Adding sweetener to your domain can be as simple as allowing the buyer to utilize the current hosting where the domain is lodged. Server information is generally given with the WHOIS record.  The WHOIS record must always be accurate for this reason. Unless a Privacy option is purchased at the time of the domain name creation, the registrant’s name phone number address and fax number is visible to the public. And even Privacy entailed records have bid or offer links at the lookup point.

What functions as a sweetener? Bundled domains with other sub-TLD’s, Emails with the domain or a free renewal might be other domain sweeteners. The ability to transform a nibble of interest into a successfully executed domain sale may take some sweetening on the seller’s part. The trick is knowing when to add the sweetener. Only the seller knows how motivated they really are to get some cash out of the deal.

Domains will attract lookups and type in interest form time to time. the record of these lookups can be tracked by referrer traffic form the WHOIS. This can be viewed from the statistics utility in the web hosting menu. The concept of the WHOIS lookup concedes that a likely buyer is checking out who owns the domain name, how long they have owned it, where it is hosted, and what the owner is doing with the domain.

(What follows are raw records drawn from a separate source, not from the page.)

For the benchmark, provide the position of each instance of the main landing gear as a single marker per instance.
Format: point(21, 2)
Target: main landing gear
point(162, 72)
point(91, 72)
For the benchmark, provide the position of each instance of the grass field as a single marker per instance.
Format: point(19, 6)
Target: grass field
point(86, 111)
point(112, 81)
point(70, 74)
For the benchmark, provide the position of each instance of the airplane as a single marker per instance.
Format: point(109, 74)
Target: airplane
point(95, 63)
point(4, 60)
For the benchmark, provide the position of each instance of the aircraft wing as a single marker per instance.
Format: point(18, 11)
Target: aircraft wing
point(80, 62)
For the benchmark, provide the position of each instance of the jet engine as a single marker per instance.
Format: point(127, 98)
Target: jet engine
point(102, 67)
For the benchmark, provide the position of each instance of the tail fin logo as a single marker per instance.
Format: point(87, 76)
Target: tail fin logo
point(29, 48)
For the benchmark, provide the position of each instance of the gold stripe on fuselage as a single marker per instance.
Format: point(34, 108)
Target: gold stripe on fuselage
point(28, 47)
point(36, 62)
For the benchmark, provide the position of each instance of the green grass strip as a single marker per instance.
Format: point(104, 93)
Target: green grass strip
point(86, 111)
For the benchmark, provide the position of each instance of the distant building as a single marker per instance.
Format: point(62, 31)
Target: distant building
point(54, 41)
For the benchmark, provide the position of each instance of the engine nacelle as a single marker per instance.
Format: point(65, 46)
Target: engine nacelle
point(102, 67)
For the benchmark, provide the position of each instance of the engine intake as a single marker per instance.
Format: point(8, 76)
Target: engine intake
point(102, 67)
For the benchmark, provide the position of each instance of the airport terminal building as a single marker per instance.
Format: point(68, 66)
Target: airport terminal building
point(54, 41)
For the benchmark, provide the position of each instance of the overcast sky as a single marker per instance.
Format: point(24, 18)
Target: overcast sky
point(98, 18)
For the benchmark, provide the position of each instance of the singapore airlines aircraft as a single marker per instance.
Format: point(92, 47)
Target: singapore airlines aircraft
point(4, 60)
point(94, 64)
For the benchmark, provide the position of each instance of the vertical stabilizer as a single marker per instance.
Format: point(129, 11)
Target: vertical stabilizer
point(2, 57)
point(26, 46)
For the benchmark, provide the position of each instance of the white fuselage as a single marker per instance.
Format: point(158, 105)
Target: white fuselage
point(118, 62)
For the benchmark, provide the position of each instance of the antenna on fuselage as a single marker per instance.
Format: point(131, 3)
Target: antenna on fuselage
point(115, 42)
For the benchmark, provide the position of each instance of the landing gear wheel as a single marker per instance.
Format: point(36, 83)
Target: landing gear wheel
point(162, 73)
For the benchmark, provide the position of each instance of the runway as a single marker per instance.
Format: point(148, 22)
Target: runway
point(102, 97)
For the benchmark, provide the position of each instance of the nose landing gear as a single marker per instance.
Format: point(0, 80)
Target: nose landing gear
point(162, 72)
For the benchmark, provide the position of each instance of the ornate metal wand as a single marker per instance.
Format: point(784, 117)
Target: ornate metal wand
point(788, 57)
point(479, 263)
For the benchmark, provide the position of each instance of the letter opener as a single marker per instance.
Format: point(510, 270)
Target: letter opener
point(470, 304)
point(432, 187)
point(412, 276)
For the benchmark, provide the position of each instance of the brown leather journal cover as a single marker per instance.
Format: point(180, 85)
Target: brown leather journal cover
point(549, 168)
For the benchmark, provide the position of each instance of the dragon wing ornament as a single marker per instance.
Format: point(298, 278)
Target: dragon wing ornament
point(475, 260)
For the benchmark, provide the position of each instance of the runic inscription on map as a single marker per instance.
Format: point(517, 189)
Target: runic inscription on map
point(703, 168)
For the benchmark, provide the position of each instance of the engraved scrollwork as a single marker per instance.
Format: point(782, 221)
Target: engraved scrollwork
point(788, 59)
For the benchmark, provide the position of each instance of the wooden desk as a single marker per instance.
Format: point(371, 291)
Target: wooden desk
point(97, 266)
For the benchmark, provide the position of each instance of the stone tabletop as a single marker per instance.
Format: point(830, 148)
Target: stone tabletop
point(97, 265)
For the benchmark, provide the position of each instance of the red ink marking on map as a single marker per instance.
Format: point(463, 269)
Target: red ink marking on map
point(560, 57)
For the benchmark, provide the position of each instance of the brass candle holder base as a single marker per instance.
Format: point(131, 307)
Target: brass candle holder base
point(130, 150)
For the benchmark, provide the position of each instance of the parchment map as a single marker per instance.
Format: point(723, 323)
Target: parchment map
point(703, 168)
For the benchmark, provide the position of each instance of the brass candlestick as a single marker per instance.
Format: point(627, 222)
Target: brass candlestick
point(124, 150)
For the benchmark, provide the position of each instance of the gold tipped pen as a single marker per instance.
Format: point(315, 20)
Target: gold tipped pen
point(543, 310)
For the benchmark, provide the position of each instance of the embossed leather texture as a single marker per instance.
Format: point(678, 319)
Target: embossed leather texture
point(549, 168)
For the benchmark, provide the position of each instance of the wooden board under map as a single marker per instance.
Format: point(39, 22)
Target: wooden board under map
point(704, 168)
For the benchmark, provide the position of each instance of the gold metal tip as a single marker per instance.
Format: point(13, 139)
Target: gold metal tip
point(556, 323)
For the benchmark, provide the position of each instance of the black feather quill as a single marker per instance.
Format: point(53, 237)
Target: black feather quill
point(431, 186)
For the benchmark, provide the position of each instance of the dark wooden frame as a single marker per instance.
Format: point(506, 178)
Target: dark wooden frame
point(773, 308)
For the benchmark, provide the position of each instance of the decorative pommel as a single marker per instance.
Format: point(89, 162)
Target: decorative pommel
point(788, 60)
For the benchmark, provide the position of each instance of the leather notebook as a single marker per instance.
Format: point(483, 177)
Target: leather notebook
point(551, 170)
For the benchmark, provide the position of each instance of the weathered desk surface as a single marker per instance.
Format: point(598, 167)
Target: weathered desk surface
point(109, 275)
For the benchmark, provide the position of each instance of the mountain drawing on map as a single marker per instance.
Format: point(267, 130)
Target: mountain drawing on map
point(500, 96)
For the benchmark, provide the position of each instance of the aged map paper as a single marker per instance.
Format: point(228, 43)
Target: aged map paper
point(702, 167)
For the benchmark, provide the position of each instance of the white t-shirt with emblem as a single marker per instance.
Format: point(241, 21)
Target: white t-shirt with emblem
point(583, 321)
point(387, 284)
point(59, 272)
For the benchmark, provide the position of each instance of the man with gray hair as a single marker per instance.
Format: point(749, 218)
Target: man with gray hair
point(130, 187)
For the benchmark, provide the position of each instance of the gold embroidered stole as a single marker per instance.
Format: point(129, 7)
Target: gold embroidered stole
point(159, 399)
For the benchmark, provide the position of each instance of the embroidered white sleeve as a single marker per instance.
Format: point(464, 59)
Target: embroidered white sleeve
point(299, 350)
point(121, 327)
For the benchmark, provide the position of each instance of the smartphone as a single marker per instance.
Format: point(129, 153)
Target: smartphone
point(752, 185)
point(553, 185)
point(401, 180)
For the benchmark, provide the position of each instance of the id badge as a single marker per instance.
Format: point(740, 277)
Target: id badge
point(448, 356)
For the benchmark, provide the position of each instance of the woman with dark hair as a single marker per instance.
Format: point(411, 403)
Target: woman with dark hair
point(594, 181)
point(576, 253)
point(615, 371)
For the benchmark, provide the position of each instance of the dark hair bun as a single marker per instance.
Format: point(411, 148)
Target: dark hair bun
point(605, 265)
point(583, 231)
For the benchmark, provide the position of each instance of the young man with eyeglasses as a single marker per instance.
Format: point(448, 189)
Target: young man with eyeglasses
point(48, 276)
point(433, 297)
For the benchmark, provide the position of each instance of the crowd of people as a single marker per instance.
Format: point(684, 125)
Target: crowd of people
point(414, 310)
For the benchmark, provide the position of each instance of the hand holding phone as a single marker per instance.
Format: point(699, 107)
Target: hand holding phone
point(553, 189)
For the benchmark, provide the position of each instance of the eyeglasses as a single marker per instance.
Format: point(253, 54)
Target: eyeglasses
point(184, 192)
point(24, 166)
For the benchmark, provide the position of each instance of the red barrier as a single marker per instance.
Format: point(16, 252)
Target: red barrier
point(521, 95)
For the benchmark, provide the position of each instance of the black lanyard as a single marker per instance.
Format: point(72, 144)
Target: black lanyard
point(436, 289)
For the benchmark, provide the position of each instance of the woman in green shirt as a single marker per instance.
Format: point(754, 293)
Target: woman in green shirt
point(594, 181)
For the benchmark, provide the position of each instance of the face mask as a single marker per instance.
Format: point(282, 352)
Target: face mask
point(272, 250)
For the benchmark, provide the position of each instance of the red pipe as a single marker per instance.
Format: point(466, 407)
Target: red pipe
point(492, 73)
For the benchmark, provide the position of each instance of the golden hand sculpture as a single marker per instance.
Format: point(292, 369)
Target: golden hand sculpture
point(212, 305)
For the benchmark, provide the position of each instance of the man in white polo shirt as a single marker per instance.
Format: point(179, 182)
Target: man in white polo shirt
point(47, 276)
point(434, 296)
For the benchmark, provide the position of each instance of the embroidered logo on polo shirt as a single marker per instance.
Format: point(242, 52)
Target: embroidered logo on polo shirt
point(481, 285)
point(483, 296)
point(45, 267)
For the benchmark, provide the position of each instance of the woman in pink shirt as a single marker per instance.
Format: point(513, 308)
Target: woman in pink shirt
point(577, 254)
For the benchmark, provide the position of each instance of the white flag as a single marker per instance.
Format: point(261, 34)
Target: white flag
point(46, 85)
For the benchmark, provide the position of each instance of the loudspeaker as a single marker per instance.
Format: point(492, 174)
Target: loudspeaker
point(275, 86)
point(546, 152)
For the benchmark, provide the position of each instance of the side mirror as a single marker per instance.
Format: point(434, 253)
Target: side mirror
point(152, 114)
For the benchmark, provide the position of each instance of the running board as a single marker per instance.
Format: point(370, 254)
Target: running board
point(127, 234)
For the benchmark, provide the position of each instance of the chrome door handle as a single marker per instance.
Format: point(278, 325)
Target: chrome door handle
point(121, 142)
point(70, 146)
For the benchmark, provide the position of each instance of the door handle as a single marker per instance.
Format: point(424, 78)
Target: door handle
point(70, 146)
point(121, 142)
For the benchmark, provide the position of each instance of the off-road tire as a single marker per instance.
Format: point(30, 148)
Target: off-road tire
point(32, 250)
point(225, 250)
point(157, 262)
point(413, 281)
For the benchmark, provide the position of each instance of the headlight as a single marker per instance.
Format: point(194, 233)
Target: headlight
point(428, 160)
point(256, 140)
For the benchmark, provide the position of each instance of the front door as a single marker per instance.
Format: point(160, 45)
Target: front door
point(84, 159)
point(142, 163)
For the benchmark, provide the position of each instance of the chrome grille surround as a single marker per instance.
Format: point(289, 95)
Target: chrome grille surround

A domain buyer will check out whether or not the current owner has a lot of time or investment put into the name. The theory is that a domainer will sell a name more cheaply if they haven’t developed it themselves.  Or the prospective buyer may want to see if the domain name is parked and thus assess its potential value as a parked revenue generator. The offer for the domain name may include the content seen online.

Existing content in the form of databases or text files can also function as a domain sweetener. If the domainer has invested in domain development at all, these files can be furnished with the domain name sale as a sweetener. The incentive should be communicated that valuable planning and effort are attached with the domain purchase price. The sweetener should be signalled when the buyer has had enough time to consider an offer.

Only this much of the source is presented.